Meditation can help you get over your minds frustrations. When it comes to navigating your way through the world, some times, the biggest hurdle is overcoming your own mind. As someone with ADHD and anxiety, my brain can be moving at a thousand miles an hour, and I wouldn’t ever notice. At least, not at first. Meditation brought to light my nervous energy and made it noticeable to the point of discomfort.
Once I noticed the constant motion of my brain, I couldn’t ignore it. It was like sitting on a boat and realizing after a few days that you can actually feel it moving beneath your feet. It’s disorienting and scary, and your first instinct is to want to make it go away. You don’t have to have my ailments to feel like your mind is racing. Stress, lack of sleep, even being hungry or tired can cause this in many people. One of the few ways that I’ve found to help with these issues is meditation.
What is meditation?
Meditation is like training your brain to slow down and take things one step at a time. It’s the act of creating a space in your mind to relax, to focus your thoughts on your body, and to teach your brain how to respond to different stimuli. Like any muscle, your brain must be trained on how to do nearly anything until it becomes muscle memory. Teaching yourself how to write is a great example. While your brain may recognize the shapes of the letters and even how they can be pronounced in a word, it takes time for your brain to maneuver your hand into the right shape or pattern.
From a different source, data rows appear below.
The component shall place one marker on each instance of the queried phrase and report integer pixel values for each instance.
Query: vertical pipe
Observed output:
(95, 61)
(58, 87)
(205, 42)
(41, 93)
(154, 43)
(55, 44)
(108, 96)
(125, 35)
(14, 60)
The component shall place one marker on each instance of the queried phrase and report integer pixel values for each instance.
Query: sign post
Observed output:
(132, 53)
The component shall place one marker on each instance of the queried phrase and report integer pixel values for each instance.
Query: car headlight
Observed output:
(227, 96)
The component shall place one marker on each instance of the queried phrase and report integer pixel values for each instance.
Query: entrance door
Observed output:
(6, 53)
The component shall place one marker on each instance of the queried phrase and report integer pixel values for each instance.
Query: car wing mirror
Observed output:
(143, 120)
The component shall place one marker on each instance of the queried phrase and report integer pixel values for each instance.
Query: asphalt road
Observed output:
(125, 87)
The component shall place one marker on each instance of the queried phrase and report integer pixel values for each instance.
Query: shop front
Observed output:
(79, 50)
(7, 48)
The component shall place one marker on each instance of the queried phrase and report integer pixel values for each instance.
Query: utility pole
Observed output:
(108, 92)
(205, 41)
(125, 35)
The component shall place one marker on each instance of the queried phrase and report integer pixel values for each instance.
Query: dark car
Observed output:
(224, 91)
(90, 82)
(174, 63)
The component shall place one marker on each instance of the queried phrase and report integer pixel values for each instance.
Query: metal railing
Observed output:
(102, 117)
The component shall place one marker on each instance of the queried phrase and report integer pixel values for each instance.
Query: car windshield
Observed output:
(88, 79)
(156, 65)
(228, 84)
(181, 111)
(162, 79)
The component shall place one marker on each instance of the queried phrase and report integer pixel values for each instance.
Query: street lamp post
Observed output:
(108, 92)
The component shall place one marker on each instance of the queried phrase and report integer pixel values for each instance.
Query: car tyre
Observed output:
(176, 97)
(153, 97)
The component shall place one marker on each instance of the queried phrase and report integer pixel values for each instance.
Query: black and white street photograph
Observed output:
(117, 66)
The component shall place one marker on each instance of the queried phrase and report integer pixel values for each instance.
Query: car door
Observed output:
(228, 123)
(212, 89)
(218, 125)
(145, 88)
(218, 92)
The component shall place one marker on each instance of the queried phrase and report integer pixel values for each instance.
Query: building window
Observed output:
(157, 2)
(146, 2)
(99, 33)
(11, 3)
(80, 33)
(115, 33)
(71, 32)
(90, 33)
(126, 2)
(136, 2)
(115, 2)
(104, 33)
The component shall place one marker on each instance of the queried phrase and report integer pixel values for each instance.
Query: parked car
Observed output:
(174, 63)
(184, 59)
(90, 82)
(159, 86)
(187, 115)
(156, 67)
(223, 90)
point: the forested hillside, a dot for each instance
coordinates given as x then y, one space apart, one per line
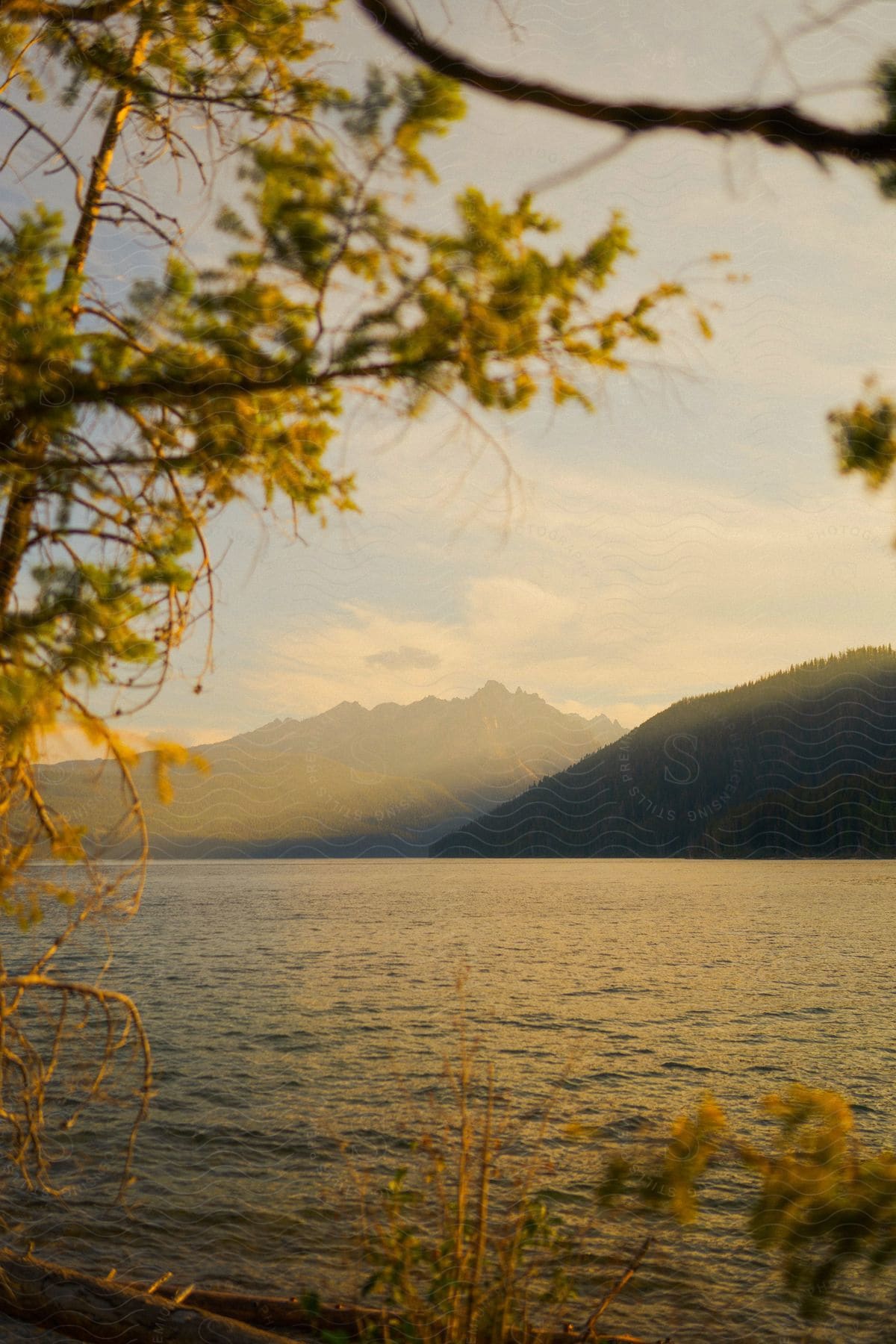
798 764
This can translate well into mental exercises, too. If you tend to panic or get flustered at the slightest sign of trouble, you can train your brain to follow these steps. First, take a breath. Second, determine the root cause of the problem and so on from there. Meditation is meant to help your brain form a link between these steps, creating new neural pathways in the brain. Meditation is simulating control and calm until you can do so yourself.
How can I start?
Starting meditation is remarkably easy. You don’t need anything except yourself and a few quiet moments. Everything else is just extra and isn’t at all necessary. Depending on what makes you most comfortable, you can sit on the floor, on a couch or cushion, on a yoga mat or even laying down on a floor or bed or hammock. Blankets and candles are optional.
Once you’ve gotten everything together, just breathe. Try not to worry too much about controlling the breath and instead, focus on the movement of your body. If your mind wanders, gently bring it back. It’s more like popping a bubble than jerking a car back into its lane. If this sounds difficult or confusing, it really isn’t. It just takes some time to sit and get into the rhythm of everything.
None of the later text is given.